La preuve d’un bail verbal étant établie, Monsieur [V] [B] sera tenu de régler les sommes réclamées au titre des arriérés de loyer 2015 et 2016 jusqu’à son départ au 31 décembre 2016 tel que sollicités par Maître [G] dans son courrier du 27 avril 2017 soit au total la somme de 10.002,44 € déduction faite l’acompte de 7200,00€ versé au 31 décembre 2015.
Sur les frais d’enlèvement des archives
Le locataire sortant a l’obligation de libérer les lieux loués.
La SCI JULES FERRY produit une facture de la société FABRUDE pour le déménagement des archives et sollicite le paiement du quart de la somme soit au total 1340,00 €, en indiquant qu’il s’agissait des archives de tout le cabinet et non exclusivement celle de l’intimé.
Par courrier du 3 janvier 2017, Maître [B] écrivait à Maître [Q] : 'je vous informe qu’ensuite de mon déménagement le 26 décembre, les locaux [Adresse 1] ont été entièrement libérés et sont donc désormais à votre disposition. […] En ce qui concerne les archives, je n’ai rien déménagé du grenier et il conviendra que nous prenions des dispositions à cet égard'.
Maître [B] a donc expressément admis qu’il convenait de débarrasser les archives afin de libérer totalement les lieux.
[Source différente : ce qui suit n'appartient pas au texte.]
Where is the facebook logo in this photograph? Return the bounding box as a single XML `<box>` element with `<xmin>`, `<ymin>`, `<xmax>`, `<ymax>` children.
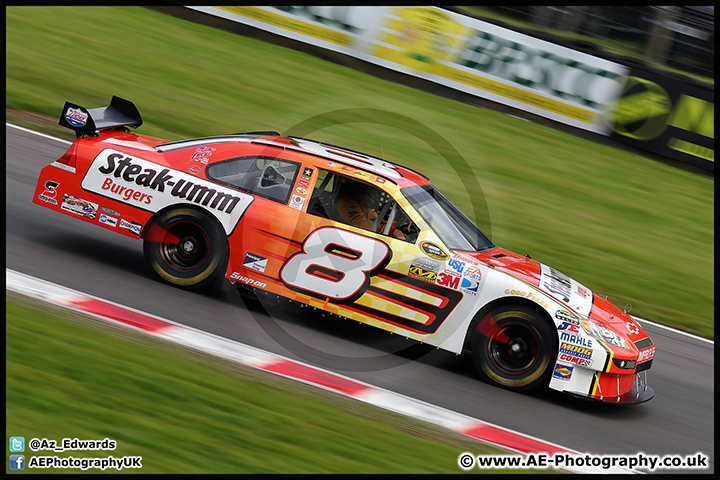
<box><xmin>9</xmin><ymin>437</ymin><xmax>25</xmax><ymax>452</ymax></box>
<box><xmin>9</xmin><ymin>455</ymin><xmax>25</xmax><ymax>470</ymax></box>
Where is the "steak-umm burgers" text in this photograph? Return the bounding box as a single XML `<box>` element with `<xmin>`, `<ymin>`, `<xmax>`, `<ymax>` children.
<box><xmin>82</xmin><ymin>149</ymin><xmax>253</xmax><ymax>233</ymax></box>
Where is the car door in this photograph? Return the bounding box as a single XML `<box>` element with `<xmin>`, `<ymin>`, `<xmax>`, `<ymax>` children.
<box><xmin>277</xmin><ymin>167</ymin><xmax>464</xmax><ymax>338</ymax></box>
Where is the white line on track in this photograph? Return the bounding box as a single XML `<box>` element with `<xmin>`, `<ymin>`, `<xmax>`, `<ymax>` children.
<box><xmin>7</xmin><ymin>122</ymin><xmax>72</xmax><ymax>145</ymax></box>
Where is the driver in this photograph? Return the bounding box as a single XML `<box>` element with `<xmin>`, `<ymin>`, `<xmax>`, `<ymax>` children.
<box><xmin>336</xmin><ymin>180</ymin><xmax>407</xmax><ymax>240</ymax></box>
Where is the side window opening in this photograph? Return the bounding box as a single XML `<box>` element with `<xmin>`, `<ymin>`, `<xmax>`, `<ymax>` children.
<box><xmin>308</xmin><ymin>169</ymin><xmax>418</xmax><ymax>242</ymax></box>
<box><xmin>207</xmin><ymin>156</ymin><xmax>299</xmax><ymax>204</ymax></box>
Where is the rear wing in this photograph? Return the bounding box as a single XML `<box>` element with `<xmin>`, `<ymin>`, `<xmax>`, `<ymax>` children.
<box><xmin>58</xmin><ymin>96</ymin><xmax>142</xmax><ymax>137</ymax></box>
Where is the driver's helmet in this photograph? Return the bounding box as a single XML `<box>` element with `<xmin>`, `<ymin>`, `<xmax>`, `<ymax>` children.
<box><xmin>348</xmin><ymin>180</ymin><xmax>381</xmax><ymax>210</ymax></box>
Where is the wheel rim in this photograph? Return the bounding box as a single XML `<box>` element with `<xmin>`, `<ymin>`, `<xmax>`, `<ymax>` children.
<box><xmin>159</xmin><ymin>221</ymin><xmax>209</xmax><ymax>272</ymax></box>
<box><xmin>488</xmin><ymin>323</ymin><xmax>539</xmax><ymax>374</ymax></box>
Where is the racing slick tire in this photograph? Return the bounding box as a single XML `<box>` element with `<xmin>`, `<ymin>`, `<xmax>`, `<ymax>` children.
<box><xmin>143</xmin><ymin>207</ymin><xmax>228</xmax><ymax>291</ymax></box>
<box><xmin>471</xmin><ymin>304</ymin><xmax>557</xmax><ymax>392</ymax></box>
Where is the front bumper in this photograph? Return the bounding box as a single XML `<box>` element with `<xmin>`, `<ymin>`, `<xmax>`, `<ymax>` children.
<box><xmin>567</xmin><ymin>372</ymin><xmax>654</xmax><ymax>405</ymax></box>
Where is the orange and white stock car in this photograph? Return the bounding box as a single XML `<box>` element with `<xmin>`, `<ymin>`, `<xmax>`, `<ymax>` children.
<box><xmin>34</xmin><ymin>97</ymin><xmax>655</xmax><ymax>403</ymax></box>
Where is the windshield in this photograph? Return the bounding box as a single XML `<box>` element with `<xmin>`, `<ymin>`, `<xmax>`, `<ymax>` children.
<box><xmin>402</xmin><ymin>185</ymin><xmax>495</xmax><ymax>252</ymax></box>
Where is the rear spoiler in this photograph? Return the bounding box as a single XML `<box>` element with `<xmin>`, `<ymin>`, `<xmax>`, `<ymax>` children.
<box><xmin>58</xmin><ymin>96</ymin><xmax>142</xmax><ymax>137</ymax></box>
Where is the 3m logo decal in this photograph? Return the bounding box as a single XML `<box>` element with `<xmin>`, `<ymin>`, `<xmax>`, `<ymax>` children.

Il sera donc fait droit à la demande qui ne présente aucun caractère excessif.
Maître [V] [B] sera condamné à payer la somme de 1340,00 €.
Sur la demande reconventionnelle de Maître [B]
L’intimé indique avoir réglé à tort la somme de 7200,00 € à titre 'd’indemnité d’occupation’ et sollicite le remboursement partiel du trop versé, acceptant de régler le tiers des sommes réclamées par la SCI JULES FERRY sur les années 2015 et 2016, soit la somme de 2032,52 € (5167,48 – 7200).
Il a été précédemment jugé que Maître [B] était bien locataire des lieux litigieux et redevable des loyers justement calculés par la bailleresse. Il ressort par ailleurs des pièces versées aux débats que Maître [B] était seul (avec ses collaborateurs) à occuper les locaux, de sorte que la cour ne retiendra aucun partage des loyers avec Maître [Q] et [G], ces derniers ayant cessé leur activité et en tout état de cause n’exerçant plus dans les locaux.
Maître [B] sera débouté de sa demande reconventionnelle.
Sur les demandes accessoires
Maître [V] [B], partie perdante, sera condamné aux dépens de première instance et d’appel.
Il sera également tenu de verser une somme de 2000,00 € sur le fondement de l’article 700 du code de procédure civile.
PAR CES MOTIFS
La Cour, statuant publiquement et contradictoirement,
INFIRME le jugement du 6 décembre 2022 en toutes ses dispositions,
Statuant à nouveau :
CONDAMNE Monsieur [V] [B] à payer à la SCI JULES FERRY prise en la personne de ses liquidateurs amiables, les sommes suivantes :
— 10.002,44 € au titre des arriérés de loyers outre intérêts légaux à compter du 4 octobre 2017 ;
— 1340,00 € au titre des frais d’enlèvement des archives ;
DEBOUTE Monsieur [V] [B] de sa demande reconventionnelle ;
CONDAMNE Monsieur [V] [B] à payer à la SCI JULES FERRY prise en la personne de ses liquidateurs amiables la somme de 2000,00 € sur le fondement de l’article 700 du code de procédure civile ;
CONDAMNE Monsieur [V] [B] aux dépens.